Editorial: Pull back
Old habits die hard. When those habits are hardened over a century, that saying is even truer. The United States of America and Russia today stand on the cusp of a dangerous conflict over Ukraine that in reality is a clash over their perceived spheres of influence. Russian troops have gathered on three sides of the former Soviet republic, while NATO is sending ships, planes and weapons to counter Moscow’s threat, all contributing to an ominous drift toward war. The Pentagon has reportedly placed 8,500 US soldiers on standby, for potential deployment to eastern Europe. Post-Brexit Britain is flexing its muscles too, sending weapons to Ukraine. The US secretary of state, Antony Blinken, has accused the Russian president, Vladimir Putin, of stoking these tensions in Europe without any provocation from Ukraine or the West. Meanwhile, Mr Putin has alleged the US is trying to threaten Russia’s security. Both are being economical with reality. There can never be a justification for threatening any other nation’s sovereignty. At the same time, Russia has legitimate security concerns in the form of an eastward-expanding NATO with American warheads stationed close to its borders.

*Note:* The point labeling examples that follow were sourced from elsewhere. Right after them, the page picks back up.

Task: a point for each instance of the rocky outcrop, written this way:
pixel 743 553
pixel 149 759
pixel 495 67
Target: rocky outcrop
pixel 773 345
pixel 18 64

To be fair, all signs so far suggest that the US president, Joe Biden, is willing to work with Mr Putin to address some of his worries without agreeing to the Kremlin’s demand that NATO commit to never including Ukraine. But as is so often the case with US foreign policy, there is a gap between word and action that undercuts America’s moral argument. Washington has said that it rejects the notion of global powers carving the world into spheres of influence. But the US itself has, starting with the Monroe Doctrine in Latin America, long demanded fealty from nations in what it views as its sphere of influence. Worse, the US is contradicting itself over the current crisis. By not ensuring the inclusion of Ukraine in its negotiations with Russia, the US is effectively assigning itself the role of suzerain over Kiev. That, in turn, only serves to undermine the elected government of Ukraine. It is a tragedy the country knows well, with Polish, Lithuanian, Ottoman, Tsarist and Soviet rulers controlling all or parts of modern Ukraine through large periods of the past millennium. In the 21st century, Europe’s second-largest nation by area must not be denied a say over its future. The onus for that rests with both Washington and Moscow.